The Pergamon Bridge is a Roman substruction bridge over the Selinus river (modern Bergama Çayı) in the ancient city of Pergamon (today Bergama), modern-day Turkey. The 196 m wide structure, the largest of its kind in antiquity, was designed during Hadrian's reign (AD 117–138) in order to form a passageway underneath a large court in front of the monumental "Red Basilica" temple complex. The two intact tubes, which consist of supporting walls covered with barrel vaults, still serve their purpose to this day.

== Classification as bridge substruction ==
Although the Pergamon Bridge is, due to its extraordinary width, often misleadingly called a tunnel, it should rather be treated as a bridge substruction, since the entire structure was erected above ground, which necessitates construction techniques more akin to bridge building and very different from those employed in tunnel-driving.

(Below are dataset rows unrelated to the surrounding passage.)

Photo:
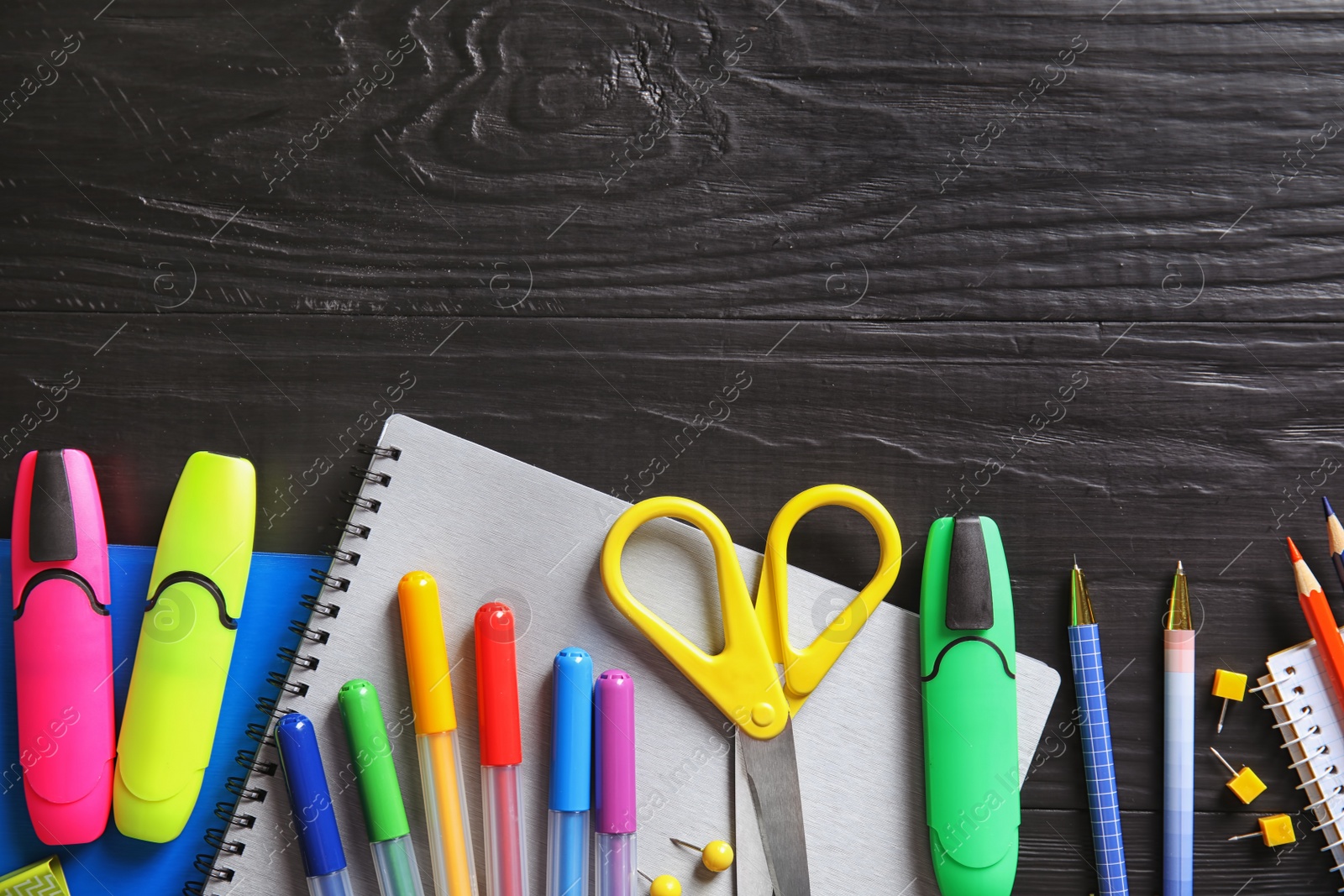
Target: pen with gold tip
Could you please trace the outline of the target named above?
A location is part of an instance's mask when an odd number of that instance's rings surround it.
[[[1083,770],[1087,778],[1087,810],[1091,815],[1093,852],[1097,854],[1099,896],[1129,896],[1125,876],[1125,842],[1120,829],[1120,791],[1116,787],[1116,756],[1110,747],[1110,713],[1106,709],[1106,676],[1101,666],[1101,637],[1087,596],[1087,579],[1074,559],[1068,656],[1074,666]]]
[[[1185,568],[1176,562],[1163,631],[1163,896],[1195,891],[1195,626]]]

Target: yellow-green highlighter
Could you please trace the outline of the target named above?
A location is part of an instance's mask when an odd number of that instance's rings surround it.
[[[117,740],[117,830],[155,844],[183,832],[200,794],[243,610],[257,473],[196,451],[177,480],[149,575]]]
[[[989,517],[934,520],[919,590],[925,798],[942,896],[1008,896],[1021,825],[1012,590]]]

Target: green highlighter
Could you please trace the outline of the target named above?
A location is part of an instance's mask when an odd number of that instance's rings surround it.
[[[257,517],[257,473],[196,451],[177,480],[140,626],[117,740],[117,830],[164,844],[187,826],[210,764],[238,635]]]
[[[934,520],[919,590],[925,798],[943,896],[1008,896],[1021,823],[1012,590],[989,517]]]
[[[355,678],[341,685],[336,703],[345,721],[355,780],[364,805],[378,889],[382,896],[425,896],[378,690],[363,678]]]

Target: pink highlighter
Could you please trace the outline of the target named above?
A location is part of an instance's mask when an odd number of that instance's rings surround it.
[[[11,548],[28,817],[50,846],[86,844],[108,826],[116,756],[108,533],[87,454],[24,455]]]

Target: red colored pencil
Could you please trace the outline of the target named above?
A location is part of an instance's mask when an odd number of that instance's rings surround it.
[[[1306,568],[1306,562],[1293,544],[1293,539],[1288,540],[1288,555],[1293,560],[1293,576],[1297,579],[1297,599],[1302,604],[1302,615],[1306,617],[1316,646],[1321,650],[1325,672],[1331,677],[1331,685],[1335,686],[1335,699],[1344,705],[1344,638],[1340,637],[1339,625],[1331,613],[1329,602],[1325,600],[1325,592],[1321,591],[1321,583]]]

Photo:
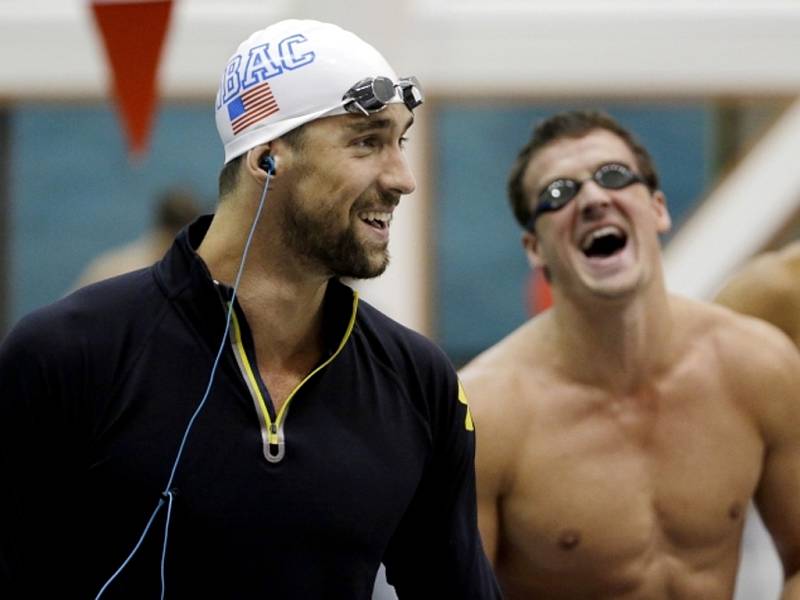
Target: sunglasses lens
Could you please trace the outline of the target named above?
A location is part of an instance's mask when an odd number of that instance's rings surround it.
[[[636,176],[625,165],[603,165],[597,170],[595,180],[604,188],[618,190],[633,183]]]
[[[571,179],[559,179],[548,185],[539,197],[539,203],[547,210],[558,210],[572,200],[578,191],[578,183]]]

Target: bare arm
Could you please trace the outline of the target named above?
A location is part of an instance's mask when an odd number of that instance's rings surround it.
[[[737,312],[772,323],[797,339],[800,285],[778,255],[761,256],[732,277],[715,302]]]
[[[501,457],[499,456],[502,431],[495,418],[493,405],[493,381],[487,372],[467,367],[459,374],[469,399],[475,421],[475,473],[477,478],[478,527],[486,556],[496,564],[499,543],[500,488],[502,480]]]
[[[756,503],[783,562],[782,599],[800,600],[800,353],[777,334],[765,341],[758,405],[766,447]]]

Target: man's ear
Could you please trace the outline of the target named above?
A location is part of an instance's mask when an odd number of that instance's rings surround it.
[[[278,157],[272,154],[272,143],[260,144],[247,151],[246,169],[256,179],[264,180],[269,173],[275,177],[278,173]]]
[[[669,216],[667,208],[667,197],[661,190],[653,192],[651,198],[653,210],[656,212],[656,223],[658,233],[666,233],[672,228],[672,218]]]

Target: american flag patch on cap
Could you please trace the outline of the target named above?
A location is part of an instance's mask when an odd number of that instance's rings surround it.
[[[265,119],[279,110],[268,81],[242,92],[228,104],[228,116],[233,134],[236,135],[256,121]]]

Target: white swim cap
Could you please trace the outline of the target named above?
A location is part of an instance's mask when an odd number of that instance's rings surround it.
[[[422,93],[370,44],[330,23],[280,21],[242,42],[222,74],[215,111],[225,162],[314,119],[390,102],[413,109]]]

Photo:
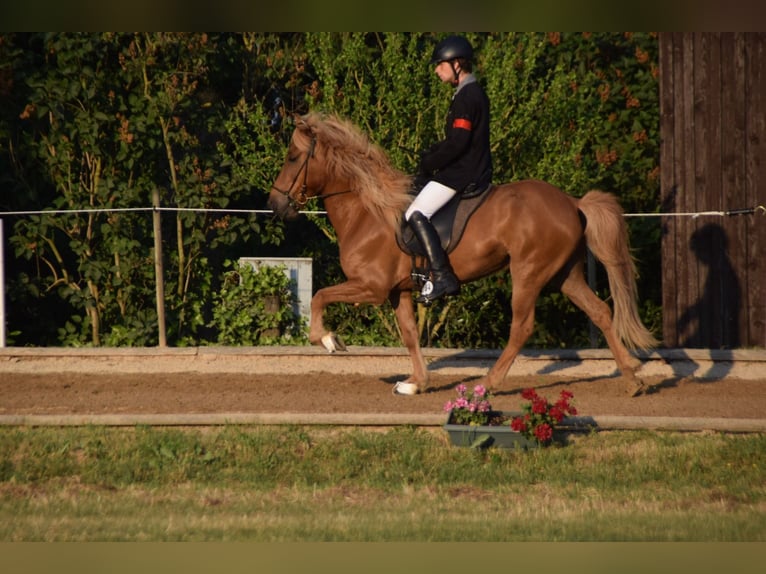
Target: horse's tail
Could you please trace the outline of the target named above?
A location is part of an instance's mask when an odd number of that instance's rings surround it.
[[[631,349],[656,347],[657,339],[638,315],[636,265],[630,251],[628,226],[617,198],[603,191],[586,193],[577,204],[585,215],[585,240],[609,277],[617,336]]]

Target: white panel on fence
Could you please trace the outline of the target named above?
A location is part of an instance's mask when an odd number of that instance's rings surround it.
[[[297,299],[293,311],[306,322],[311,322],[311,257],[240,257],[240,265],[251,265],[259,269],[262,265],[269,267],[284,266],[285,275],[291,280],[290,289]]]

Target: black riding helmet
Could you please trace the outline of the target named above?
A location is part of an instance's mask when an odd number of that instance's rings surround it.
[[[448,36],[434,48],[431,64],[457,59],[473,60],[473,47],[462,36]]]

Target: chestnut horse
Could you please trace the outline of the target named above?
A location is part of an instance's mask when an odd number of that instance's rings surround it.
[[[297,119],[282,171],[269,194],[269,207],[293,219],[310,198],[321,198],[337,233],[347,281],[320,289],[311,300],[311,343],[343,350],[323,324],[330,303],[391,302],[413,372],[395,392],[415,394],[428,386],[418,341],[411,278],[412,259],[397,244],[404,210],[412,199],[412,178],[395,169],[385,152],[348,121],[308,114]],[[641,362],[628,348],[648,349],[656,340],[636,305],[635,265],[623,212],[616,198],[589,191],[582,198],[543,181],[496,185],[473,214],[450,262],[461,283],[510,265],[513,318],[508,344],[480,381],[497,388],[532,334],[535,301],[554,282],[604,333],[622,376],[640,394]],[[586,246],[606,268],[614,301],[609,306],[584,279]]]

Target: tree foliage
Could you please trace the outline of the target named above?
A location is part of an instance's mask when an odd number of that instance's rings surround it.
[[[541,178],[574,195],[600,188],[616,192],[628,212],[658,210],[655,35],[468,36],[492,102],[496,181]],[[349,117],[396,167],[412,172],[418,150],[441,137],[449,105],[450,88],[427,63],[438,39],[0,35],[0,211],[69,210],[4,218],[12,342],[157,343],[151,215],[132,211],[151,206],[155,192],[162,207],[178,208],[162,212],[170,344],[236,343],[221,317],[245,325],[255,312],[228,306],[222,315],[231,287],[226,265],[237,257],[312,257],[315,289],[342,280],[324,217],[285,225],[241,210],[265,208],[293,114],[309,110]],[[644,318],[656,328],[659,229],[647,218],[629,224]],[[605,286],[599,275],[599,290]],[[422,342],[504,345],[511,289],[508,274],[500,273],[465,287],[460,298],[421,309]],[[531,344],[589,344],[586,318],[560,295],[545,293],[537,317]],[[386,306],[336,305],[327,322],[350,343],[399,344]]]

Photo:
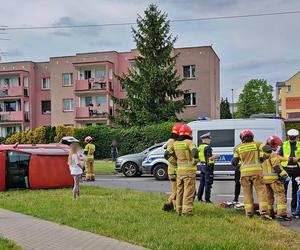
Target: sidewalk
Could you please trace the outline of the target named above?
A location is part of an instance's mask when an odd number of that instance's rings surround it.
[[[0,235],[23,249],[145,250],[143,247],[0,209]]]

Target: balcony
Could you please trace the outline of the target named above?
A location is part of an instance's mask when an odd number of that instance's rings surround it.
[[[76,120],[107,120],[106,108],[77,107]]]
[[[24,95],[24,90],[23,87],[21,86],[0,89],[0,98],[18,97],[23,95]]]
[[[22,122],[26,120],[26,114],[23,111],[0,112],[0,123]]]
[[[108,88],[109,87],[109,88]],[[106,92],[112,90],[112,84],[104,79],[89,79],[89,80],[76,80],[75,81],[75,92],[86,93],[86,92]]]

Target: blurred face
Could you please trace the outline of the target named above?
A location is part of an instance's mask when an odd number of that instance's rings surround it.
[[[202,141],[203,141],[203,143],[211,144],[212,139],[211,139],[211,138],[205,138],[205,139],[203,139]]]
[[[297,141],[297,136],[289,136],[289,141],[290,141],[290,142],[295,142],[295,141]]]
[[[77,152],[79,149],[79,143],[75,142],[70,145],[72,152]]]

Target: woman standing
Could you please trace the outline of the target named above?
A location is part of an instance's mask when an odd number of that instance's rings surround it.
[[[81,161],[81,154],[79,152],[79,141],[74,140],[70,144],[70,152],[68,157],[68,164],[70,167],[71,175],[74,179],[74,187],[73,187],[73,198],[79,196],[79,182],[82,175],[82,161]]]

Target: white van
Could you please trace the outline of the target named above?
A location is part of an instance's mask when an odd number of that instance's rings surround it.
[[[233,149],[241,143],[240,133],[250,129],[254,140],[266,142],[270,135],[277,135],[285,140],[285,126],[281,119],[224,119],[193,121],[188,124],[193,131],[193,141],[199,146],[200,136],[210,132],[213,153],[220,155],[216,161],[216,174],[234,174],[231,166]]]
[[[193,141],[199,146],[200,136],[210,132],[213,138],[213,153],[220,155],[216,161],[216,175],[233,175],[235,168],[231,165],[233,148],[240,141],[240,133],[250,129],[254,140],[265,143],[268,136],[277,135],[285,140],[285,126],[281,119],[222,119],[201,120],[188,124],[193,131]],[[164,149],[153,150],[142,163],[144,173],[153,174],[156,179],[167,178],[167,161],[163,158]],[[197,172],[199,174],[199,171]]]

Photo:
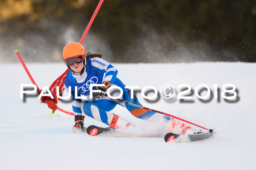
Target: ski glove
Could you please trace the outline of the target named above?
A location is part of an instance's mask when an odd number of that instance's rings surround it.
[[[75,115],[74,127],[78,129],[80,129],[82,131],[83,131],[83,120],[84,119],[84,116],[83,116]]]
[[[95,90],[101,90],[100,92],[94,92],[93,95],[97,99],[102,99],[107,94],[108,89],[111,86],[111,83],[105,81],[102,83],[104,86],[97,86]]]

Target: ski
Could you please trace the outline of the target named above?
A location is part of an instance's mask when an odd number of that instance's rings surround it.
[[[110,127],[104,128],[95,125],[91,125],[87,128],[86,132],[91,136],[96,136],[103,133],[113,133],[116,130],[116,129]]]
[[[207,132],[199,134],[192,134],[188,135],[188,137],[191,142],[197,141],[208,138],[212,135],[212,132]],[[165,136],[165,141],[166,142],[169,142],[181,136],[184,135],[178,135],[173,133],[168,133]]]

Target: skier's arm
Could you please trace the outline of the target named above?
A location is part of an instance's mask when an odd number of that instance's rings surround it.
[[[91,65],[97,70],[106,72],[102,82],[107,81],[112,84],[116,77],[118,71],[113,66],[100,58],[95,57],[91,59]]]

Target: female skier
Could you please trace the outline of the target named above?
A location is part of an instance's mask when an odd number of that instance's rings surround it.
[[[71,88],[72,106],[75,114],[74,127],[83,130],[85,115],[116,129],[135,126],[132,122],[109,112],[117,104],[125,107],[133,116],[140,119],[147,119],[155,114],[155,112],[138,108],[117,100],[113,101],[106,96],[109,88],[117,86],[123,92],[121,99],[141,106],[135,95],[134,99],[131,99],[130,90],[125,88],[123,83],[117,77],[117,70],[102,59],[102,57],[101,54],[86,54],[84,47],[76,42],[68,44],[63,49],[63,60],[71,69],[66,77],[64,87],[67,90],[69,87]],[[90,99],[90,84],[95,84],[104,86],[94,87],[94,89],[100,90],[100,92],[94,92],[93,98]],[[75,93],[76,90],[77,94]],[[87,97],[88,100],[82,102],[80,96],[83,96]],[[76,96],[78,97],[75,97]],[[171,119],[171,118],[165,116],[165,118],[166,121]],[[173,119],[168,122],[170,122],[169,124],[171,129],[180,124]],[[183,124],[181,124],[180,128],[184,131],[185,129],[184,128],[187,126]]]

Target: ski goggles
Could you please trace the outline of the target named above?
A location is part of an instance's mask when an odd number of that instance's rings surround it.
[[[85,55],[84,55],[84,56],[85,56]],[[72,66],[74,65],[75,63],[79,64],[83,62],[85,58],[83,57],[83,56],[77,56],[72,58],[64,59],[64,62],[69,66]]]

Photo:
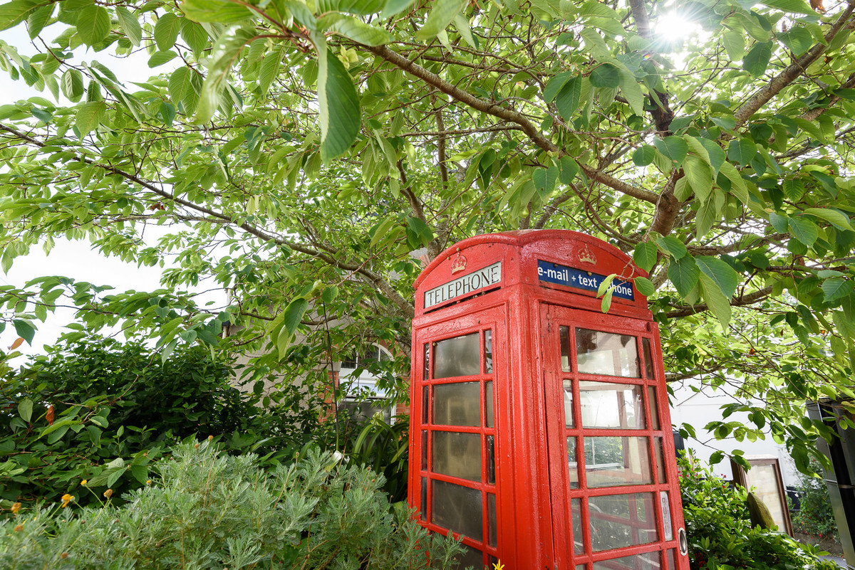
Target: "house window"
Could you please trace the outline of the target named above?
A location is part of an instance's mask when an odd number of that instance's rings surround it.
[[[377,414],[391,423],[393,406],[386,399],[386,390],[377,387],[374,364],[392,360],[389,351],[372,344],[362,352],[352,352],[342,359],[339,369],[341,390],[339,410],[347,411],[353,420],[365,421]]]

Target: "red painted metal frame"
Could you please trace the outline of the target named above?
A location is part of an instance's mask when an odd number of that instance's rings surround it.
[[[463,259],[463,260],[462,260]],[[592,259],[594,263],[590,263]],[[419,515],[420,522],[432,531],[447,532],[431,522],[430,480],[455,483],[481,493],[482,538],[479,543],[463,538],[463,543],[483,550],[485,562],[496,557],[510,569],[547,568],[549,570],[604,570],[605,561],[621,556],[660,553],[661,567],[667,567],[668,551],[675,550],[676,568],[687,570],[688,560],[681,555],[678,529],[683,527],[680,490],[675,462],[674,440],[665,393],[658,329],[646,300],[634,291],[634,300],[615,297],[607,315],[600,311],[596,292],[548,283],[539,279],[538,260],[555,263],[599,275],[617,274],[624,280],[646,274],[632,264],[618,249],[589,236],[564,230],[509,232],[479,236],[450,247],[425,269],[416,282],[416,318],[413,321],[412,386],[410,453],[410,504],[422,508],[422,481],[427,480],[428,512]],[[457,275],[469,273],[501,262],[501,282],[492,288],[448,300],[435,306],[424,307],[424,294],[448,283]],[[465,270],[461,270],[461,265]],[[452,273],[452,270],[454,272]],[[575,343],[570,342],[571,372],[561,370],[559,326],[592,329],[631,334],[636,338],[640,378],[628,379],[580,374],[575,371]],[[492,330],[492,374],[484,368],[483,335]],[[425,351],[433,362],[434,343],[478,332],[481,374],[472,376],[433,379],[424,377]],[[650,340],[654,375],[646,375],[642,339]],[[563,382],[572,381],[574,413],[572,428],[563,423]],[[481,403],[481,427],[434,426],[432,423],[430,395],[433,387],[451,382],[478,381],[481,397],[486,382],[492,381],[493,428],[485,427]],[[600,381],[642,387],[643,398],[649,398],[648,387],[657,394],[658,429],[652,428],[649,405],[645,406],[645,428],[586,428],[580,425],[580,381]],[[428,401],[425,401],[427,387]],[[424,420],[427,420],[426,422]],[[470,481],[430,470],[430,450],[422,450],[422,433],[438,431],[479,433],[481,437],[481,480]],[[486,482],[486,438],[494,438],[495,485]],[[583,437],[628,436],[647,438],[652,484],[587,489],[585,487]],[[580,488],[569,488],[567,436],[577,438],[577,470]],[[665,481],[658,480],[656,439],[661,439],[664,454]],[[422,466],[422,452],[426,465]],[[424,467],[425,468],[422,468]],[[664,541],[659,491],[668,492],[672,516],[673,539]],[[486,546],[487,493],[495,492],[497,544]],[[585,552],[575,555],[570,501],[581,503],[583,528],[588,525],[587,498],[623,493],[652,493],[656,514],[657,541],[603,552],[591,550],[590,539],[584,541]],[[587,531],[586,531],[586,533]],[[488,558],[489,556],[489,558]],[[597,564],[594,568],[593,564]],[[636,567],[638,564],[635,565]]]

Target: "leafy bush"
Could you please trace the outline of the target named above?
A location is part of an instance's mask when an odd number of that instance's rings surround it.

For urban development, such substructions are regarded as particularly useful for providing large open spaces in densely populated inner city areas. This was also the case in Pergamon, as the building of the Serapis Temple required the bridging of an entire section of the River Selinus in order to create sufficient space for a large platform in front of the temple.

A similar urban project was also executed in another ancient Anatolian city, Nysa, where the 100 m wide Nysa Bridge supported a theatre forecourt.

== Vault structure ==
The bridge substruction features two parallel and linear barrel vaults which are separated by a continuously running partition wall. While the uphill entrances of the double tube are on the same level, the exits on the down-valley side are spaced at a 13 m interval, leading to a significant difference in length between the western (183 m) and the eastern branch (196 m). Due to a later built-in 2 m high threshold, parts of the western tube are today silted up.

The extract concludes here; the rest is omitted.